Problem : You are given an array of linked lists (each element in the array points to a linked list), as follows:

typedef struct _list_t_ { int data; struct _list_t_ *next; } list_t; list_t *arr[100];
Write a function to find the largest data element in any of the lists.

int find_largest(list_t *arr[100]) { int i; list_t *list, *largest = NULL; for(i=0; i<100; i++) { for(list=arr[i]; list!=NULL; list = list->next) { if (largest == NULL || list->data > largest->data) largest=list; } } if (largest!=NULL) return largest->data; else return -1; }

Problem : You are given a malformed linked list in which one of the list element's next pointer points back to the same element. Write a function to return a pointer to the list structure with the incorrect next pointer.

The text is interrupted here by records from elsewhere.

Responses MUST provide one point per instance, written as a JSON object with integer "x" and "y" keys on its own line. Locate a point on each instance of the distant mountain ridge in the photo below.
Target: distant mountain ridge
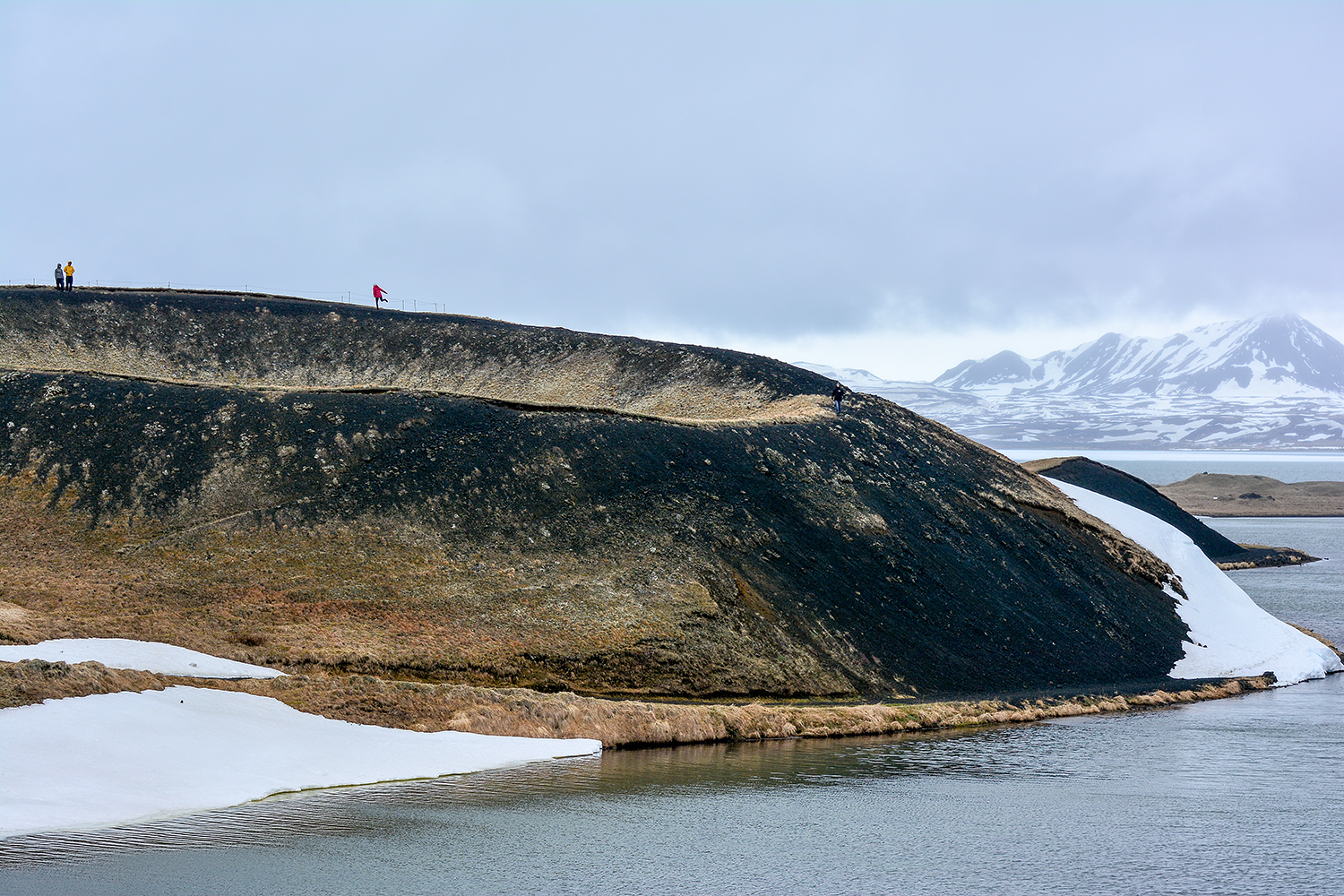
{"x": 1276, "y": 381}
{"x": 1271, "y": 355}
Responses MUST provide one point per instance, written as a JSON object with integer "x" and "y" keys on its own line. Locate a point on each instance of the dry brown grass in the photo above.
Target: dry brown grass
{"x": 35, "y": 680}
{"x": 616, "y": 723}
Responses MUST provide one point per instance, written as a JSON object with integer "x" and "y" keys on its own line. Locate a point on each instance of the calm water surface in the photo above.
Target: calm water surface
{"x": 1228, "y": 797}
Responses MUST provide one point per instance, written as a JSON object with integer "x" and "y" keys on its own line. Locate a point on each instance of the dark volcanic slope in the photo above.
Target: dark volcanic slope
{"x": 268, "y": 341}
{"x": 451, "y": 538}
{"x": 1123, "y": 487}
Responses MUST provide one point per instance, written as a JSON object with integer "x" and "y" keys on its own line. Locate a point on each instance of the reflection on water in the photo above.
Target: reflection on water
{"x": 1308, "y": 595}
{"x": 1225, "y": 797}
{"x": 1231, "y": 796}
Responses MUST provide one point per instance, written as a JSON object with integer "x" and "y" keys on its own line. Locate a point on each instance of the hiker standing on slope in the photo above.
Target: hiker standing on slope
{"x": 839, "y": 392}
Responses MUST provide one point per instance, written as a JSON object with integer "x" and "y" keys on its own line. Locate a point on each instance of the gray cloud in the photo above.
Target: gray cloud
{"x": 763, "y": 168}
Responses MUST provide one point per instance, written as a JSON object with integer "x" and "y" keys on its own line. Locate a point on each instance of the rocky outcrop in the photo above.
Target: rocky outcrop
{"x": 1230, "y": 495}
{"x": 589, "y": 513}
{"x": 1156, "y": 501}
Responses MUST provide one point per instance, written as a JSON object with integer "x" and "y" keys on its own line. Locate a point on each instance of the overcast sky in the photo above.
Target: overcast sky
{"x": 892, "y": 185}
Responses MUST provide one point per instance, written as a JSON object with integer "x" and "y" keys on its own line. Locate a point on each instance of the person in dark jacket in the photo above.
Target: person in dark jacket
{"x": 839, "y": 392}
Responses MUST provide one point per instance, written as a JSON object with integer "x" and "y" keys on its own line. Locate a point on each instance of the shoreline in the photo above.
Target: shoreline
{"x": 620, "y": 724}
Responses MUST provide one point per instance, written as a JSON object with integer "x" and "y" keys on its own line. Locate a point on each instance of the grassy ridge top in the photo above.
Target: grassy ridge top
{"x": 274, "y": 343}
{"x": 414, "y": 532}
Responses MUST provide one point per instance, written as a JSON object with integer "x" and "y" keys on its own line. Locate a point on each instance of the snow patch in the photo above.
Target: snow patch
{"x": 148, "y": 656}
{"x": 118, "y": 758}
{"x": 1230, "y": 634}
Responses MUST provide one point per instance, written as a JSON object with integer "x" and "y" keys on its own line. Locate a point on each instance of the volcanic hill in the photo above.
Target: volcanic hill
{"x": 438, "y": 497}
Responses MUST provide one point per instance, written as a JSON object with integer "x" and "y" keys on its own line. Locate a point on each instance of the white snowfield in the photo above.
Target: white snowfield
{"x": 110, "y": 759}
{"x": 1230, "y": 633}
{"x": 148, "y": 656}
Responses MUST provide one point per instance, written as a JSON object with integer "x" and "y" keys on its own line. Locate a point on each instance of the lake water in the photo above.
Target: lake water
{"x": 1226, "y": 797}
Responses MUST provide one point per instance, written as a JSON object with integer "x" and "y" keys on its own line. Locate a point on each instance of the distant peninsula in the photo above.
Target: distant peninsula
{"x": 333, "y": 489}
{"x": 1228, "y": 495}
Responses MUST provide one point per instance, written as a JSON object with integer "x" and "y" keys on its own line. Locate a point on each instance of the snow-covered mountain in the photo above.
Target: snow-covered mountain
{"x": 1265, "y": 382}
{"x": 1273, "y": 357}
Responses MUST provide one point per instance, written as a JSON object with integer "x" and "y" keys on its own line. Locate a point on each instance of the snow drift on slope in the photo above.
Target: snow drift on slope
{"x": 148, "y": 656}
{"x": 109, "y": 759}
{"x": 1230, "y": 634}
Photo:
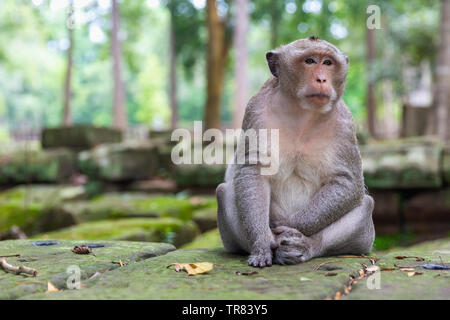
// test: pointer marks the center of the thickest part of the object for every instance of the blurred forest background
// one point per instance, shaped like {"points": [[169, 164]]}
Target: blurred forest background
{"points": [[90, 91], [163, 63]]}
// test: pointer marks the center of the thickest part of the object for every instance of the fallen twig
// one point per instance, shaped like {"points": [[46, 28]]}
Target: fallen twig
{"points": [[323, 263], [17, 270], [363, 273], [373, 260], [407, 257], [10, 255], [83, 249]]}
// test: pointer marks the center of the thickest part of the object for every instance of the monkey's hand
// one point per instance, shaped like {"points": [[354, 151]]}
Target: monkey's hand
{"points": [[261, 256], [293, 247], [279, 221]]}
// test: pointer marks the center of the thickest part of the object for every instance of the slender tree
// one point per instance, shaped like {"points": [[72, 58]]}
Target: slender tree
{"points": [[241, 58], [173, 63], [442, 93], [371, 100], [120, 118], [67, 116], [217, 55]]}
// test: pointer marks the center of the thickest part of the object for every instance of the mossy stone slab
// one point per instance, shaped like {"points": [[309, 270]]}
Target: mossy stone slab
{"points": [[136, 229], [52, 262]]}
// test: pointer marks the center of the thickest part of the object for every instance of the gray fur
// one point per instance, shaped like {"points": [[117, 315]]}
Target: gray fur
{"points": [[337, 217]]}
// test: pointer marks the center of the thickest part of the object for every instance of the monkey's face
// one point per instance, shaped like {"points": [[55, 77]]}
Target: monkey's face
{"points": [[311, 71]]}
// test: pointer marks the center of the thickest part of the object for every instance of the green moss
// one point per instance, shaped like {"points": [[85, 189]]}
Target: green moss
{"points": [[29, 207], [126, 205], [390, 241], [138, 229], [26, 166], [207, 240], [52, 262]]}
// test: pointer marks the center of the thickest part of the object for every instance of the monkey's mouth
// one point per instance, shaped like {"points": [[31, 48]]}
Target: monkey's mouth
{"points": [[318, 95]]}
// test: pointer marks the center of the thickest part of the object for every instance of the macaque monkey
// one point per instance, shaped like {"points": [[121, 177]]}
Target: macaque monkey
{"points": [[315, 204]]}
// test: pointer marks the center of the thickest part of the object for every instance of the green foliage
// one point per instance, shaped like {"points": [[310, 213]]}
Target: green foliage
{"points": [[33, 44]]}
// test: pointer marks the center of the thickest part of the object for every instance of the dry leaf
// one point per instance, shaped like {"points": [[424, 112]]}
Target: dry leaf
{"points": [[372, 269], [83, 249], [51, 287], [238, 273], [406, 269], [304, 279], [405, 257], [330, 274], [337, 296], [388, 269], [193, 268]]}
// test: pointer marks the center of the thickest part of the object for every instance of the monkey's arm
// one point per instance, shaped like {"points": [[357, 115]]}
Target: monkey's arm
{"points": [[252, 194], [342, 192]]}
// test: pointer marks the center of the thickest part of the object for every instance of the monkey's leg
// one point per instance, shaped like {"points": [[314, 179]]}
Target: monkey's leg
{"points": [[352, 234], [226, 217]]}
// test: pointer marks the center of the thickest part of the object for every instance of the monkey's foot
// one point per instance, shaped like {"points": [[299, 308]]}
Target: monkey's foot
{"points": [[261, 258], [293, 246]]}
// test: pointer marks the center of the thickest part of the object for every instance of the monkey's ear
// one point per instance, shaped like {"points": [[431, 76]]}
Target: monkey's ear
{"points": [[273, 59]]}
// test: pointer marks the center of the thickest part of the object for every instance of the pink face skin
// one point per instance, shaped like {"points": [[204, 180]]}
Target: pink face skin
{"points": [[317, 91]]}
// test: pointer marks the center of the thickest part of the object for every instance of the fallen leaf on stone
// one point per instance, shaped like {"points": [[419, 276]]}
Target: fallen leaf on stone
{"points": [[372, 269], [330, 274], [83, 249], [406, 257], [304, 279], [435, 266], [51, 287], [193, 268], [238, 273], [197, 201], [406, 269], [388, 269]]}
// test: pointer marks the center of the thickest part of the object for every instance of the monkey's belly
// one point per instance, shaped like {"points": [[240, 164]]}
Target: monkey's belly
{"points": [[291, 194]]}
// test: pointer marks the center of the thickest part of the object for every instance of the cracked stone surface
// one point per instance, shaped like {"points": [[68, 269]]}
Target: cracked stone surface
{"points": [[52, 262], [151, 279]]}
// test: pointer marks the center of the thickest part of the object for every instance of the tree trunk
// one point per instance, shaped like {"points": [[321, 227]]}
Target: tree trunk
{"points": [[173, 75], [371, 101], [442, 93], [241, 58], [217, 53], [120, 118], [276, 13], [67, 116]]}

list_t *find_malformed(list_t *list) { for(;list!=NULL && list->next!=list; list->next); return list; }

Problem : You are given a pointer to somewhere in the middle of a doubly-linked list of integers:

typedef struct _list_t_ { int data; struct _list_t_ *next; struct _list_t_ *prev; } list_t; Find the largest element in the list.

int find_largest(list_t *list) { list_t *largest; if (list==NULL) return -1; while(list->prev!=NULL) list = list->prev; for(largest=list; list!=NULL; list = list->next) { if (list->data > largest->data) largest=list; } return largest->data; }

Problem : If a linked list were in sorted order, would you be able to write a search routine that worked in less than O(n) time?

No; a linked list is not a random-access data structure. In other words, even if you knew exactly where in the list the data existed, you would still have to traverse all the elements before or after to it to get to it, performing O(n) operations.

Problem : Given a singly-linked list, return a pointer to the first element whose data field is less than or equal to the data element of the last value in the list.

list_t *smaller_than_last(list_t *list) { list_t *ptr; if (list==NULL) return NULL; for(ptr=list; ptr->next != NULL; ptr = ptr->next); for(; list!=NULL; list=list->next) { if (list->data <= ptr->data) return list; } return ptr; }